Zambia and Zimbabwe will start building a USD 4 billion (3.54 billion euro) hydropower dam across the Zambezi River next year, a statement said Tuesday, signalling progress in a project first mooted 25 years ago. The Batoka Gorge dam will be situated 50 kilometres (30 miles) downstream of the Victoria Falls with a designed capacity of 2,400 megawatts shared between the two countries.
The Zambezi River Authority (ZRA), which is jointly run by Zambia and Zimbabwe, said feasibility studies were almost complete and a developer would be signed up by the end of this year. "The developer is expected to commence works in the last quarter of 2020," Munyaradzi Munodawafa, chief executive of the ZRA, said in the statement.

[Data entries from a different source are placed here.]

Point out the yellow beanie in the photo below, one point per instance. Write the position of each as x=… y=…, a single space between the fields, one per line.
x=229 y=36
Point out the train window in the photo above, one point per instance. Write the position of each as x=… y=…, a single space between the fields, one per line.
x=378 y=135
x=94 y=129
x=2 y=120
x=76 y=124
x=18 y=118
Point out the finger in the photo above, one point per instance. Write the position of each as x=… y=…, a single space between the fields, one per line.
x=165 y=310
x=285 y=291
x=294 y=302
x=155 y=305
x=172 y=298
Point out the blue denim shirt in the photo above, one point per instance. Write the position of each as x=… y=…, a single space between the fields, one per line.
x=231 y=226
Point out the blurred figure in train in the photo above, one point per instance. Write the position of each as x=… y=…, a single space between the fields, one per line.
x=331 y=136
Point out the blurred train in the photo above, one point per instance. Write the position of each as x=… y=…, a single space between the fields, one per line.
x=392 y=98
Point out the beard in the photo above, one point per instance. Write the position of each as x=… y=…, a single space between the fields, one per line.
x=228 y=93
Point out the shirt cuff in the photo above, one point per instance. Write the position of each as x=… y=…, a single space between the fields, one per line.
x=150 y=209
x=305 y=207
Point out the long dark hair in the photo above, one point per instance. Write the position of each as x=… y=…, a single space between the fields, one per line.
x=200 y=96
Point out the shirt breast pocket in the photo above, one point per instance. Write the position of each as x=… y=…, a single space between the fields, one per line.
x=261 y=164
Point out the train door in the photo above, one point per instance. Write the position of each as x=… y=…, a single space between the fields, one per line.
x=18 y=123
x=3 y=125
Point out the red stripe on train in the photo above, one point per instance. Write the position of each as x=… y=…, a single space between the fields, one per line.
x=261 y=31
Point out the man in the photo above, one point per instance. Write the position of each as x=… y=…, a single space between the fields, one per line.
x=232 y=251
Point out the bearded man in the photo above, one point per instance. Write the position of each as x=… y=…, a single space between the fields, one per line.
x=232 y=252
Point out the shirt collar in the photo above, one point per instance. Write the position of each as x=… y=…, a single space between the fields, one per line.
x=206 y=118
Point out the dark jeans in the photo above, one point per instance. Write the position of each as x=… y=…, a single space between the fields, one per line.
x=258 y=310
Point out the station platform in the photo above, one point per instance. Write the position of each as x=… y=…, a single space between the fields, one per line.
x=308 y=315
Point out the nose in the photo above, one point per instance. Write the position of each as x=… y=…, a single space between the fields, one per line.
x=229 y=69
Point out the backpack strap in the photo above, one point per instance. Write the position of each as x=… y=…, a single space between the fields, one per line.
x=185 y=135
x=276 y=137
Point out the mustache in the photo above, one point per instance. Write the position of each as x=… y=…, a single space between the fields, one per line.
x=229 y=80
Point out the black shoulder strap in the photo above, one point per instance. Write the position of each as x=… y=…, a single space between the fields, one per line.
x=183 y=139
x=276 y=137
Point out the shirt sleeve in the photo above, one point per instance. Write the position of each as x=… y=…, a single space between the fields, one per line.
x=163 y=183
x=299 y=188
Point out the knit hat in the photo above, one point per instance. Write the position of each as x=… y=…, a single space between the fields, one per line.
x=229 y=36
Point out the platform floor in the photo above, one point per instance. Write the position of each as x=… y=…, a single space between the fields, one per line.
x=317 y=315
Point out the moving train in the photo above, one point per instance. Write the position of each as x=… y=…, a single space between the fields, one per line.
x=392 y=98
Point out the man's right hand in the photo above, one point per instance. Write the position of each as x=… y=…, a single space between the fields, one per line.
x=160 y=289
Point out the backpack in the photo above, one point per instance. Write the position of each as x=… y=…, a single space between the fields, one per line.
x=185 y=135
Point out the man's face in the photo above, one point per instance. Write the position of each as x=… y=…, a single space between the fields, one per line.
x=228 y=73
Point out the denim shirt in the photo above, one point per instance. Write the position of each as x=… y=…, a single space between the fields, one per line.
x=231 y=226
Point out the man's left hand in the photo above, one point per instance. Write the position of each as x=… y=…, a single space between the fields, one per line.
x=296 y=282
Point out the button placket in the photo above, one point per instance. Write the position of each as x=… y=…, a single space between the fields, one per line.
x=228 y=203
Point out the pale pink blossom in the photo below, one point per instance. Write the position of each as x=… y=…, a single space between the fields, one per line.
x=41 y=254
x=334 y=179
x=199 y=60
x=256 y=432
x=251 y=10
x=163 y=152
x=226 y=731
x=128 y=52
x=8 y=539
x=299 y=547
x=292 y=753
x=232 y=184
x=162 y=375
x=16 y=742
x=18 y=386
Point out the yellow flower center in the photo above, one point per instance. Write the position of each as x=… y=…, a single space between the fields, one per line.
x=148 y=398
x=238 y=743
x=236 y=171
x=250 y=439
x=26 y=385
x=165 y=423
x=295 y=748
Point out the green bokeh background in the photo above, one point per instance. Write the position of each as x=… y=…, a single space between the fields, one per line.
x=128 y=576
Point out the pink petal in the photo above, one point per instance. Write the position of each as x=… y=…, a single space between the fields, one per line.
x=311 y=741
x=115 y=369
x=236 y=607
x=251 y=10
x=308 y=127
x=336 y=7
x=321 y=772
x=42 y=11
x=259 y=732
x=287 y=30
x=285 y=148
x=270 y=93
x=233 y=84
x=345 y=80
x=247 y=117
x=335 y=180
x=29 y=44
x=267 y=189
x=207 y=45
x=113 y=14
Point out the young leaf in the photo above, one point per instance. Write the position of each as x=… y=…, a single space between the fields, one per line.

The ZRA said the project would have "minimal impacts" on local people as the reservoir behind the dam wall would be contained within the gorge. Studies are underway to mitigate environmental damage, it said.
Zambia has said the project will be built on a "build-operate-transfer" funding model that would not put a fiscal strain on the two impoverished countries. The country's energy minister, Matthew Nkhuwa, told AFP this week that a bidder had yet to be chosen to build for the project.
According to Bloomberg News, Zimbabwean President Emmerson Mnangagwa said last month that General Electric of the US and Power Construction Corporation of China had been selected. As well as the dam, roads, transmission infrastructure and housing would also be built.
Zimbabwe suffers regular power cuts of 19 hours a day, while Zambia has shorter outages. The two countries are already run the massive Kariba hydropower dam further upstream on the Zambezi river, although it is operating below capacity due to a drought.